Jayson Tatum hasn’t said much about Boston Celtics matters, which might impact his future heavily. That is until now.
The C’s forward at last commented on Boston’s recent shakeup, in which Danny Ainge retired after 18 years as president of basketball operations June 2, and Brad Stevens vacated his position as head coach to replace him as boss.
“I was shocked,” Tatum said in a column The Boston Globe’s Gary Washburn published Saturday. “It wasn’t like I saw it coming.
“I?m happy for him (Ainge). Something that he and his family discussed, but he felt like it was best for him. It made sense, and I still have a good relationship with him. I don’t think anything will change in that aspect. He did what he thought was best for himself and his family. Sometimes change can be good, so we?ll see.”
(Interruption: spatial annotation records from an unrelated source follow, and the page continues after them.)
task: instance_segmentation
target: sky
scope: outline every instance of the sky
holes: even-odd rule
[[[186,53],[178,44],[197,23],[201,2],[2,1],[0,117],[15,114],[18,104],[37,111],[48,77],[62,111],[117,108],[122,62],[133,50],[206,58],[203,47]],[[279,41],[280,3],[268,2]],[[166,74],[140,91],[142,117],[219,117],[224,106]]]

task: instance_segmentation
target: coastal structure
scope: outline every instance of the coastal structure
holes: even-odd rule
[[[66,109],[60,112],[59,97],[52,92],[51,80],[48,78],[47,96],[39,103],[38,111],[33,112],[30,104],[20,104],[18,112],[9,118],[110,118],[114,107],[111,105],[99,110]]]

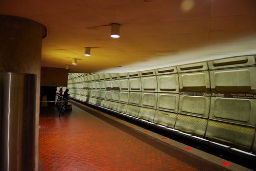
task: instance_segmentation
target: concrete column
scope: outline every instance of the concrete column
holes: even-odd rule
[[[37,75],[35,164],[37,171],[42,39],[46,36],[47,29],[28,19],[0,15],[0,72]]]

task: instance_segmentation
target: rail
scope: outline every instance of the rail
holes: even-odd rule
[[[68,103],[70,102],[70,100],[64,98],[62,96],[60,96],[59,94],[56,94],[56,96],[58,97],[57,101],[41,101],[40,102],[49,102],[49,103],[55,103],[55,106],[57,107],[57,108],[60,111],[60,113],[59,114],[59,117],[61,115],[63,115],[65,110],[67,108],[67,106],[68,106]]]

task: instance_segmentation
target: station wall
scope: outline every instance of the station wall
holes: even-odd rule
[[[120,73],[70,74],[70,97],[256,153],[255,55]]]

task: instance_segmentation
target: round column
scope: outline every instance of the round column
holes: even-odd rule
[[[44,25],[30,20],[0,15],[0,73],[36,75],[35,106],[31,107],[36,109],[34,117],[35,158],[31,160],[37,170],[42,39],[46,37],[47,29]]]

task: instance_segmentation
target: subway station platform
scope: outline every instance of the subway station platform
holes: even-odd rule
[[[250,171],[72,101],[58,117],[42,108],[39,169],[45,171]]]

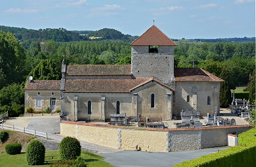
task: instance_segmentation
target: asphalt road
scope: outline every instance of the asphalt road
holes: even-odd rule
[[[104,161],[116,167],[164,167],[172,166],[184,161],[188,161],[229,148],[229,146],[224,146],[168,153],[124,150],[97,154],[105,157]]]

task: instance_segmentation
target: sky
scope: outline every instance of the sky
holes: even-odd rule
[[[0,25],[38,30],[113,28],[140,35],[155,24],[170,38],[255,36],[255,0],[4,0]]]

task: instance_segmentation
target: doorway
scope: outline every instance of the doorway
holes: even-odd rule
[[[52,111],[56,110],[56,99],[55,98],[51,99],[50,108]]]

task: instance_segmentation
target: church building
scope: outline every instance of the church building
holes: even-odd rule
[[[52,89],[42,90],[52,93],[45,97],[45,106],[50,107],[55,98],[52,95],[59,94],[53,89],[59,88],[56,102],[69,120],[105,122],[110,114],[125,113],[130,119],[139,114],[168,120],[180,116],[182,110],[199,111],[202,116],[219,113],[224,81],[202,69],[174,68],[176,44],[156,25],[131,45],[131,65],[68,65],[63,60],[61,80]],[[41,82],[46,88],[46,82],[28,81],[25,108],[38,108],[34,94],[40,86],[36,84]]]

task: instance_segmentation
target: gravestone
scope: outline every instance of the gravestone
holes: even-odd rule
[[[230,120],[230,125],[236,125],[236,120],[234,118],[232,118]]]
[[[227,126],[227,121],[226,120],[223,120],[223,126]]]

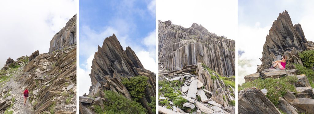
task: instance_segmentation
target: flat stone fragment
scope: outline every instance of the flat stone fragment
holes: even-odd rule
[[[240,114],[281,114],[266,96],[254,87],[240,91],[238,109]]]
[[[199,89],[198,90],[197,93],[198,96],[201,97],[201,101],[202,101],[202,102],[206,102],[208,101],[207,97],[205,95],[205,92],[204,92],[203,90]]]
[[[158,106],[158,110],[159,113],[164,114],[180,114],[181,113],[172,111],[160,106]]]
[[[307,93],[312,99],[314,99],[314,91],[311,86],[304,87],[295,87],[298,92]]]
[[[182,91],[182,92],[187,92],[187,90],[189,89],[189,87],[182,86],[182,87],[181,87],[181,89]]]
[[[35,90],[33,91],[33,94],[36,95],[38,95],[38,93],[37,93],[37,90]]]
[[[194,80],[191,82],[187,97],[191,98],[195,98],[197,92],[197,80]]]
[[[282,97],[279,97],[279,103],[277,104],[278,108],[287,114],[297,114],[293,107]]]
[[[267,91],[267,90],[266,89],[266,88],[264,88],[261,89],[261,91],[262,91],[262,92],[263,92],[263,93],[264,93],[264,94],[265,95],[267,95],[267,92],[268,92],[268,91]]]
[[[194,109],[194,108],[195,107],[195,105],[194,105],[194,104],[188,102],[187,102],[184,104],[183,104],[182,106],[184,107],[187,107],[191,108],[191,109]]]
[[[166,100],[166,99],[167,99],[166,98],[166,97],[159,97],[159,99],[163,99],[163,100]]]
[[[210,104],[211,105],[214,106],[216,106],[219,107],[221,107],[222,106],[222,105],[221,105],[220,104],[217,102],[215,102],[214,101],[208,101],[207,102],[208,102],[208,104]]]
[[[204,106],[200,102],[196,102],[195,106],[196,106],[202,112],[205,113],[212,113],[214,112],[214,111],[213,110]]]
[[[293,95],[292,92],[288,89],[287,90],[287,93],[284,95],[283,97],[289,102],[292,102],[295,98],[295,96]]]
[[[199,80],[197,80],[197,88],[199,88],[204,86],[203,83],[202,83]]]
[[[174,81],[175,80],[179,80],[180,79],[181,79],[181,77],[175,77],[173,78],[172,79],[170,79],[170,80],[169,80],[169,81]]]
[[[213,95],[213,93],[212,93],[211,92],[209,92],[208,90],[206,90],[205,89],[203,89],[203,91],[204,91],[204,92],[206,92],[206,93],[208,93],[208,94],[210,94],[210,95]]]
[[[67,91],[69,90],[70,89],[72,89],[72,88],[73,88],[74,87],[74,86],[72,84],[68,86],[68,87],[67,87]]]

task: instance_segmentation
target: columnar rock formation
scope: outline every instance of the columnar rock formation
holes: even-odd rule
[[[159,85],[159,113],[235,113],[235,104],[232,104],[235,102],[235,92],[230,86],[235,85],[228,85],[221,79],[214,78],[218,76],[209,73],[200,62],[179,70],[167,71],[163,68],[163,63],[159,64],[159,83],[161,83]],[[234,82],[233,79],[226,78]],[[165,85],[168,83],[170,85]],[[173,93],[169,92],[169,89],[173,90]],[[177,97],[173,98],[174,96]],[[180,99],[176,98],[180,97],[187,101],[175,104]]]
[[[33,60],[33,59],[35,58],[36,57],[37,57],[37,56],[39,55],[39,51],[37,50],[33,53],[31,55],[30,55],[30,57],[28,58],[28,61],[31,61],[31,60]]]
[[[204,64],[222,76],[235,75],[235,42],[209,32],[196,23],[185,28],[159,21],[159,59],[168,70]]]
[[[301,72],[304,72],[304,71],[298,71],[298,69],[295,69],[296,67],[292,64],[303,65],[299,52],[306,50],[313,49],[314,43],[306,40],[301,25],[298,24],[293,26],[286,11],[279,13],[277,20],[274,22],[269,30],[269,34],[266,37],[262,52],[263,57],[260,59],[262,64],[258,65],[256,73],[245,77],[246,83],[239,86],[238,88],[243,88],[243,86],[249,87],[244,89],[239,92],[239,113],[259,113],[264,112],[279,114],[280,113],[279,109],[280,112],[287,114],[314,113],[314,89],[311,87],[310,83],[312,81],[309,80],[308,79],[311,78],[308,78],[304,74],[297,75],[302,73],[298,71]],[[273,62],[282,59],[283,55],[287,56],[288,58],[285,70],[268,69],[273,65],[272,64]],[[266,81],[260,79],[256,80],[260,77],[268,81],[263,82]],[[277,79],[273,79],[286,77],[286,80],[290,82],[284,83],[282,83],[284,82],[282,82],[284,79],[280,79],[277,81]],[[277,81],[277,83],[270,82],[273,81]],[[248,82],[252,81],[256,82]],[[263,86],[263,84],[260,84],[263,82],[270,85]],[[257,83],[259,84],[255,84]],[[274,89],[269,87],[275,86],[276,84],[285,84],[290,87],[288,88],[288,87],[286,88],[276,86]],[[260,86],[259,87],[266,88],[257,88],[248,87],[254,84]],[[295,88],[291,87],[293,86]],[[268,90],[267,89],[269,89]],[[274,92],[281,92],[281,94],[276,95]],[[270,100],[273,103],[271,103]],[[266,110],[267,112],[264,112]]]
[[[89,74],[92,86],[88,96],[104,98],[105,96],[103,94],[97,93],[102,93],[105,90],[111,90],[121,93],[126,98],[132,100],[132,97],[128,88],[122,84],[122,79],[139,75],[144,76],[148,78],[148,85],[143,92],[144,96],[138,102],[147,110],[148,113],[153,113],[151,108],[147,103],[152,102],[151,97],[155,96],[155,75],[144,68],[131,47],[127,47],[124,50],[113,34],[105,39],[101,47],[98,46],[98,51],[95,53],[92,62]],[[80,99],[83,100],[84,98],[80,97]],[[81,106],[84,107],[80,106]],[[85,109],[84,108],[80,107],[80,109]]]
[[[295,51],[293,50],[294,48]],[[279,13],[266,37],[262,53],[263,57],[260,59],[263,63],[257,67],[257,72],[269,68],[276,57],[287,53],[285,52],[293,51],[295,52],[293,52],[295,53],[294,57],[289,58],[298,59],[300,57],[297,52],[306,49],[314,49],[314,43],[306,40],[300,24],[293,26],[288,12],[285,10]],[[294,61],[291,62],[295,62]]]
[[[65,27],[57,33],[50,41],[49,53],[76,43],[76,15],[67,22]]]

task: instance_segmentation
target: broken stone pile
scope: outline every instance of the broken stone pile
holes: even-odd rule
[[[301,25],[293,26],[288,12],[285,10],[279,13],[266,37],[263,57],[260,58],[263,63],[258,66],[257,72],[269,68],[273,65],[272,64],[273,61],[282,59],[283,54],[287,56],[288,62],[302,64],[298,52],[313,49],[314,43],[306,40]]]
[[[92,105],[95,104],[103,109],[103,103],[110,102],[107,101],[104,90],[121,93],[133,100],[128,88],[122,83],[122,79],[130,79],[137,76],[147,77],[148,79],[143,92],[145,96],[137,102],[147,110],[148,113],[154,113],[148,103],[152,102],[151,97],[155,96],[156,75],[144,68],[131,47],[127,47],[123,50],[114,34],[105,39],[102,47],[98,46],[94,57],[89,74],[92,82],[89,92],[79,97],[80,114],[92,113],[92,110],[89,110],[93,108]]]
[[[193,23],[185,28],[159,21],[159,60],[163,68],[173,71],[200,62],[221,75],[235,74],[235,42],[210,33]]]
[[[76,19],[69,22],[73,21],[76,22]],[[50,45],[51,48],[55,46]],[[21,66],[8,70],[14,71],[10,81],[4,82],[0,88],[3,90],[0,98],[0,113],[7,109],[14,114],[76,113],[76,44],[63,46],[61,50],[56,49],[48,53],[40,54],[37,50],[29,57],[22,56],[14,62]],[[24,106],[24,99],[20,99],[19,95],[25,87],[29,94],[27,106]],[[15,102],[4,101],[14,97],[18,100]]]
[[[160,91],[158,109],[160,113],[235,113],[235,106],[229,103],[231,101],[235,100],[234,89],[225,85],[222,80],[211,79],[209,72],[203,67],[201,62],[198,62],[196,64],[183,67],[180,70],[170,71],[164,68],[164,63],[159,64],[160,82],[166,81],[171,82],[179,81],[181,82],[182,86],[178,89],[180,92],[175,92],[179,93],[178,97],[181,97],[188,101],[184,103],[182,106],[189,108],[184,110],[174,105],[174,101],[171,101],[169,98],[164,96],[165,93],[161,92]],[[214,74],[213,75],[215,75]],[[159,89],[160,90],[164,87],[159,87]],[[171,87],[178,89],[176,87]],[[169,103],[161,105],[160,102],[165,100],[169,101]],[[167,106],[168,106],[170,107]]]
[[[287,76],[294,76],[294,69],[282,70],[265,69],[259,73],[246,76],[246,81],[252,81],[261,75],[263,78],[279,78]],[[283,97],[279,98],[279,103],[276,106],[266,96],[267,90],[261,90],[253,87],[240,92],[238,97],[238,109],[241,114],[252,113],[281,114],[278,109],[287,114],[297,114],[297,112],[314,113],[314,89],[312,88],[306,76],[305,75],[295,76],[299,79],[295,84],[297,93],[289,90]],[[276,107],[278,107],[277,109]]]

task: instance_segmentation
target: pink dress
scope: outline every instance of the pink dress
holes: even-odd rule
[[[283,70],[284,70],[286,68],[286,62],[280,62],[280,64],[281,64],[281,66],[279,66],[279,68]]]

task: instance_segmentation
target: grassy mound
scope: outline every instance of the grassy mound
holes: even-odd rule
[[[145,114],[147,112],[140,103],[130,100],[121,94],[106,90],[104,92],[108,102],[104,102],[104,110],[98,106],[94,106],[93,111],[96,113]]]
[[[209,72],[209,75],[210,75],[211,77],[210,77],[210,78],[212,80],[214,80],[217,79],[220,79],[220,80],[222,80],[224,82],[224,83],[225,83],[225,85],[226,86],[228,86],[228,85],[230,85],[234,88],[236,87],[236,82],[235,81],[235,79],[236,79],[236,76],[234,76],[229,78],[222,77],[220,76],[220,75],[219,75],[219,74],[218,74],[217,73],[217,72],[215,72],[215,71],[213,71],[208,68],[206,66],[206,65],[205,65],[205,64],[202,64],[202,66],[203,68],[205,68],[207,70],[207,71],[208,71],[208,72]],[[213,73],[216,74],[218,76],[218,77],[217,78],[217,77],[216,76],[213,74]]]
[[[274,105],[278,103],[279,97],[287,93],[287,89],[297,92],[293,84],[298,82],[295,76],[288,76],[279,78],[268,78],[265,80],[261,78],[252,82],[246,82],[238,87],[240,91],[244,88],[255,87],[260,89],[266,88],[268,91],[266,96]]]

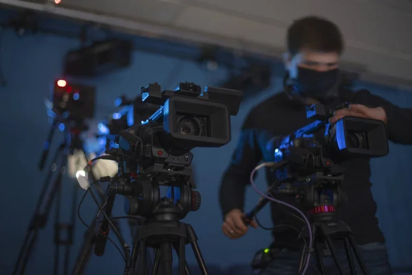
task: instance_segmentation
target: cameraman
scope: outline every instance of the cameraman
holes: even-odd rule
[[[296,21],[288,30],[287,50],[285,56],[287,75],[284,91],[261,102],[249,113],[222,180],[220,194],[224,216],[222,230],[232,239],[241,237],[248,230],[242,217],[244,188],[249,184],[251,172],[259,162],[274,160],[273,154],[265,150],[271,138],[288,135],[311,122],[306,118],[305,106],[316,102],[323,104],[349,102],[350,107],[335,112],[334,117],[330,119],[331,123],[345,116],[382,120],[387,124],[391,141],[412,144],[412,109],[401,109],[366,90],[355,93],[339,89],[339,60],[343,51],[343,41],[335,24],[316,16]],[[341,188],[347,194],[349,201],[339,208],[336,218],[347,223],[353,231],[369,274],[391,275],[392,271],[385,237],[375,217],[376,203],[370,189],[370,175],[369,160],[354,159],[347,162],[345,180]],[[268,183],[274,182],[274,177],[273,173],[266,170]],[[277,198],[299,207],[294,198],[284,196]],[[277,254],[260,274],[295,275],[300,257],[300,243],[297,239],[304,224],[286,212],[282,206],[277,204],[271,204],[271,206],[275,225],[282,226],[273,230],[272,247]],[[257,227],[254,221],[251,226]],[[338,254],[345,274],[350,273],[343,248],[338,247]],[[338,273],[332,257],[324,257],[323,262],[327,274]],[[356,265],[359,270],[357,262]],[[308,274],[311,272],[319,274],[313,268],[310,268]]]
Stevens was the Celtics’ head coach in each of Tatum’s first four NBA seasons. Here’s how Tatum views Stevens’ promotion.
“I’m just going to go with it,” Tatum told Washburn. “Obviously it’s a change going from my coach to being in the front office. Seeing him in a different lens. But it’s the business of basketball. It happened and you gotta keep going.”
Having consulted key players during the search for Stevens’ successor, the Celtics ultimately hired Ime Udoka as Stevens’ successor. Tatum has commented favorably on Udoka’s arrival but has said little to nothing publicly about either Ainge or Stevens since the shakeup that preceded it. Chances are Tatum needed to take some time off after Boston’s compressed 2020-21 season and reflect on the seismic events.
Oh and there also has been the not-so-small matter of the Tokyo Olympics, for which Tatum is preparing with hopes of leading Team USA to the gold medal in the men’s basketball tournament.
Nevertheless, Tatum certainly will have plenty more to say about all things Celtics in a few weeks’ time, if not sooner.